Local developers weigh in on library bid process
ROCKFORD – Two local players are now weighing in on how the bidding process is panning out on a downtown development next to where the new library will be built.
The adjacent property is at 227 N. Wyman St., the vacant commercial building Rockford Public Library purchased in 2017 for $300,000 from an owner in Elgin. Officials say it is not a viable building and needs to be torn down. A $25 million, six-story mixed-use building will be built in its place, according to a plan by Davenport, Iowa-based Bush Construction gave to the library board earlier this year.
Bush, which is seeking a construction contract on the new library, was the sole respondent to the Rockford Public Library’s request for qualifications (RFQ) for the mixed-use project. And now local developers are wondering why.

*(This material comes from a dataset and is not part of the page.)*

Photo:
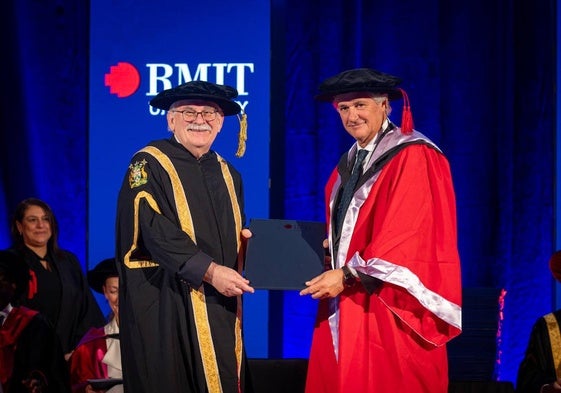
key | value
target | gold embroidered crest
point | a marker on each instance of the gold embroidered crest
(137, 174)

“I’ve got two issues thus far,” Urban Equity Properties President Justin Fern said. “First, I don’t believe the process was fair. Why were out-of-town developers contacted and local developers were not?”
Peter Provenzano, CEO of SupplyCore and president of Joseph James Partners, said he was also not aware that the new library or the property next door was open for takers.

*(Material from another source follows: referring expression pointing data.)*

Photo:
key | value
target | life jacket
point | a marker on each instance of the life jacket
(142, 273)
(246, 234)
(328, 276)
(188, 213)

“We did not bid, nor were we made aware of any bidding process for the new library project in Rockford,” Provenzano said.
Provenzano’s entities own a number of downtown properties, including neighboring 303 N. Main St., and 127 N. Wyman St.
Rockford Public Library Executive Director Lynn Stainbrook said before the RFQ was issued, her nephew, who works for Hendricks Holding Co., of Beloit, put her in touch with the company’s head of development about how to initiate things.
“I was using the network of people I knew to get some help on a topic I didn’t know much about,” she said. “They suggested it should be an RFQ.”
Stainbrook said the board opted for an RFQ instead of a request for proposal (RFP) because an RFP can limit what the development can be.
“The idea is to let developers do what developers do,” she said. “It’s best to let them figure out how to use the property and what can best be done with the property. An RFQ offers a lot of options.”
Stainbrook said she took the advice–free consulting–from Hendricks because the company was not interested in the project. She said the board reached out to two Chicagoland developers who expressed no desire to take it on.
Stainbrook added that the aim was to keep historic 227 N. Wyman until Bush presented leaders with an analysis that showed it is not structurally sound. She said local developers have had more than a decade to come to the table with plans, including after the RFQ was published in local newspapers.
“I can’t believe they didn’t know,” she said.
Library officials announced in 2016 that the building at 227 N. Wyman would be demolished and the property used for a staging area for environmental cleanup under the existing library. Plans to build a new mixed-use building at that address were not part of that announcement.
Mayor Tom McNamara said Friday that the most qualified developer should be chosen to take on the project and that local companies should have been included in the process from the beginning.
“Our local folks are very good at what they do, and they should have, or should have had, the opportunity to respond, and the same opportunity to respond that any outside company had,” the mayor said. “I am actively looking at the process that they went through. If it was not a transparent process, if local folks didn’t get the same opportunity that a company from Iowa or California got, that’s a shame.”
Fern, whose company specializes in restoring historic buildings, said his fear is that 227 N. Wyman will be unnecessarily razed.
“That’s the second issue I have,” he said. “Over the years, the city of Rockford has lost dozens of buildings to emergency tear downs, fires and other things. We can’t allow another structure lost. Once historic buildings are gone, they are gone forever. They are not just buildings, they are economic drivers for our city.”
ComEd is paying to demolish the existing library and build a new, estimated $33 million facility in its place. The company is not paying for the development on the adjacent property, however.
According to last Monday’s presentation, Bush would partner with Endberg Anderson Architects, of Milwaukee, and Rockford’s Gary W. Anderson Architects, which is set to receive $1.1 million on the new library, according to draft copy of a contract.
Library Board Chairman Paul Logli told the Rockford Register Star Friday that the board has not signed a contract with Bush on the mixed-use component and that it has agreed to allow Rockford aldermen to help decide the matter.
Rockford Ald. Kevin Frost, R-4, said he is in favor of examining why there was only one response to the RFQ.
“I hope they take a look at other options,” Frost said. “They need feedback from more than just one developer. I talked to two local guys who knew nothing about it.”
Logli added in the Register Star report that the board is open to working alongside City Hall to discuss the project with other developers. Sources told the Times Tuesday that a meeting with at least one local company is in the works. R.